I turned in the seat and rested a hand on the dashboard. “Tell you what,” I said, and then stopped. With one eyebrow cocked, Estelle waited for me to finish the thought. “Why don’t you drop me off at home.”

“Sir?”

“At home. There are a couple of things I’d like to take care of, and sure as hell Manny Orosco is going to wait. Even if your husband pumps him dry, he’s not going to be coherent for quite a while.” I looked across at the Buick. “And I don’t feel like talking to Marty right now. I’m not ready to answer stupid questions.” I turned and grinned at Estelle. “I feel too stupid myself at the moment.”

She pulled the patrol car in reverse without a word, and in five minutes we turned onto Guadalupe Terrace.

My five acres were overgrown with gigantic cottonwoods and brush, shielding my sprawling adobe house from neighbors and noise. I had always thought of the place as a perfect hideaway for an old insomniac like myself. I did my best thinking either there or in a patrol car, and this time the patrol car wasn’t working.
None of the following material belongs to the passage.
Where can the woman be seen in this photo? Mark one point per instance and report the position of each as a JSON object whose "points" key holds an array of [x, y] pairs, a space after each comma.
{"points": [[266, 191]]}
Estelle stopped the car in my driveway. “Is there anything in particular you want me to do beyond…?”

“Beyond what you’re already going to do? No. I’ll get in touch with you after lunch. By then Francis should have something definite for us about what killed the girl. Maybe we can ream some sense out of all this.” Estelle didn’t argue with me and she didn’t pry. I got out and she backed the patrol car out of the driveway. I couldn’t help noticing that she waited until I’d stepped through the front door before driving away.

I closed the heavy, carved wooden door behind me and let the silence and coolness seep in. Diving back in the burrow was all I could manage at the moment. I couldn’t remember ever being so angry that I couldn’t think straight.

I took off my Stetson, closed my eyes, and rubbed a hand on the stubby bristle of gray hair on the top of my head. Against one foyer wall, its legs resting on elegant Mexican tile, was an old hand-carved wooden bench that had been made years before by Estelle’s great-uncle. Folded neatly on one end was an inexpensive Zapotec rug. I used the rug as a place to sit when I pulled on my boots by the door and from time to time in the winter as a seat cover in my Blazer.

As I tossed my hat on the bench beside it, I reflected that the rug was about twice as big as Maria Ibarra’s sleeping pad.